The Philippine Chamber of Handicraft Industries Inc. (PCHI) said that the government should do some “policy changes” if it really wants local manufacturers to grow, especially now that the country is facing stiff competition from neighboring countries, particularly China.
Dennis Orlina, PCHI president, said that on the part of their industry, handicraft makers only target a modest 4-percent to 5-percent growth in production this year although they have reached their target mid-year.
“I think we’ve hit 10-percent [growth]by now already. Last year, [our products totaled to]$110 million, but our estimate mid-year produce for the year already reached $112 million,” he said.
With the evident slow growth, Orlina said that the government should support the industry through “policy changes,” “provision of funds and subsidies, and study potentials of each industry.”
“That’s why we need to have policy changes that we need to undertake. If only our government will realize that we should stop buying plastic especially from China . . . Sustaining growth should require a change of policies as most of government plans are short-term goals,” Orlina said, referring to Filipinos patronizing more China-made plastic products than the Filipino-made natural native and indigenous products from bamboo, abaca, rattan and the likes.
“We should use spoon and fork made from bamboo. If we start to stop buying plastic plates from china and replace with our plates, [our local products will boom]. . . The problem is that [China] have been lording the markets since the past 10 years. Almost all of the products in the market are made in China. We hope this landscape would change,” he added.

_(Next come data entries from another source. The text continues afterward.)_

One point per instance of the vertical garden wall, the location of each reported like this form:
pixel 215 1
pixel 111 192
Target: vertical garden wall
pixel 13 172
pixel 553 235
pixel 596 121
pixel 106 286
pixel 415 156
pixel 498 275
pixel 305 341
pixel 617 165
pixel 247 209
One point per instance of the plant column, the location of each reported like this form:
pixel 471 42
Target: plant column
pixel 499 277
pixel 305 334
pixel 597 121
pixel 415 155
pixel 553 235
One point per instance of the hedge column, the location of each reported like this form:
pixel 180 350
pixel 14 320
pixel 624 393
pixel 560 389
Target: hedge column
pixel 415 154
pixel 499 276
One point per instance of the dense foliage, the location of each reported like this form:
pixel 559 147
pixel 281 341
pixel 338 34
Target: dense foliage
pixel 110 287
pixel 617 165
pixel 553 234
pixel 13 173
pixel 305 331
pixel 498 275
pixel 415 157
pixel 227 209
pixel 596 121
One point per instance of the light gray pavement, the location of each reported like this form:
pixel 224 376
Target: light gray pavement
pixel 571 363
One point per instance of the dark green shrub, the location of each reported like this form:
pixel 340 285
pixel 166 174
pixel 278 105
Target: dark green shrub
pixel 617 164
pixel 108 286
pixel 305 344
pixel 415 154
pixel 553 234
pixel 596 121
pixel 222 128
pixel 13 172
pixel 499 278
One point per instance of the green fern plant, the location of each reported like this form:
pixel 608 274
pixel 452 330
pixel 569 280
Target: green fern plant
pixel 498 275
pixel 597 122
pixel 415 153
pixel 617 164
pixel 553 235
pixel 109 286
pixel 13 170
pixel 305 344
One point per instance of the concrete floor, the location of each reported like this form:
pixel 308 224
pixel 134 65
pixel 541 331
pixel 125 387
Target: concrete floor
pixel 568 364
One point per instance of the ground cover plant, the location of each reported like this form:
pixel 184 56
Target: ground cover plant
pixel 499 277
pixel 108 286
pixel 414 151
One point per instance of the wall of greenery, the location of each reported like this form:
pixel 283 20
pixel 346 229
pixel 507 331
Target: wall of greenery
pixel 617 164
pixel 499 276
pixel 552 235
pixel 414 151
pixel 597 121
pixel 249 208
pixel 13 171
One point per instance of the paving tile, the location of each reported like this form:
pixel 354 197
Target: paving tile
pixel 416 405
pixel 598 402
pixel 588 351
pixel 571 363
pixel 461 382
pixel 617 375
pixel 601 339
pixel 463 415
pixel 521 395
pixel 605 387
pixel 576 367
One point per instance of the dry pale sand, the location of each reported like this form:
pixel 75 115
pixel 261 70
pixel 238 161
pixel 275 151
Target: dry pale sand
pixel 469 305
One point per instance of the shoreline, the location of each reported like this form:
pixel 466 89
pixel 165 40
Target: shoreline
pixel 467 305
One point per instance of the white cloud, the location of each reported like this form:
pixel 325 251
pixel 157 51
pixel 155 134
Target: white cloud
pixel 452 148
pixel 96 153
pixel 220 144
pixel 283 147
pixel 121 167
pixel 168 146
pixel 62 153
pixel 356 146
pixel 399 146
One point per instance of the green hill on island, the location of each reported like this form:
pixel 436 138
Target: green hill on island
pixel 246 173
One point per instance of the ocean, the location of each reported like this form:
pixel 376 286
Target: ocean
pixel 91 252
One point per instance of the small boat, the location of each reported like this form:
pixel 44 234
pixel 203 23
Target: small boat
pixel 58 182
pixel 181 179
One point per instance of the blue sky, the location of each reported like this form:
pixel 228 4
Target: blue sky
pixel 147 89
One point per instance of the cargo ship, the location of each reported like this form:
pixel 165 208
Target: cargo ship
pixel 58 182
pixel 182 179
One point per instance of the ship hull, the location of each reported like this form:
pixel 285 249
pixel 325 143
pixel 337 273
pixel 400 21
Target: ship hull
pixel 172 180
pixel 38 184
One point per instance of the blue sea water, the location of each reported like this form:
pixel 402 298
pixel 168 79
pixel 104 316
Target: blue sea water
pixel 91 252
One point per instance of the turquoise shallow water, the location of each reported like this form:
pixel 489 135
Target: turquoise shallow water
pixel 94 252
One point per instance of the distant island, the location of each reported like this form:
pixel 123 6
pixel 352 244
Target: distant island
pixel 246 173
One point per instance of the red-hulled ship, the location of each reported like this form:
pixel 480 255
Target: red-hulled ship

Orlina said earlier that local products are expensive because of high distribution costs and lingering corruption in the transfer of products from one place to another.
“We have the highest inter-island rates in Asia. It is cheaper to transport a product from Hong Kong to here rather than within the country,” he said.
Orlina also pointed out that the adjustment of local producers to the “green economy” results in higher prices for products.
“Green economy is not a mere dream, it is a need already . . . [Local products] are expensive at present because we’ve gotten used to getting everything cheap by destroying the environment,” he said.
“It is easy to chop off a tree and turn into uling [charcoal]for cheap [and easy profit]. But for you to grow a tree, it would take you years, but when do we start? We have to start now,” Orlina added.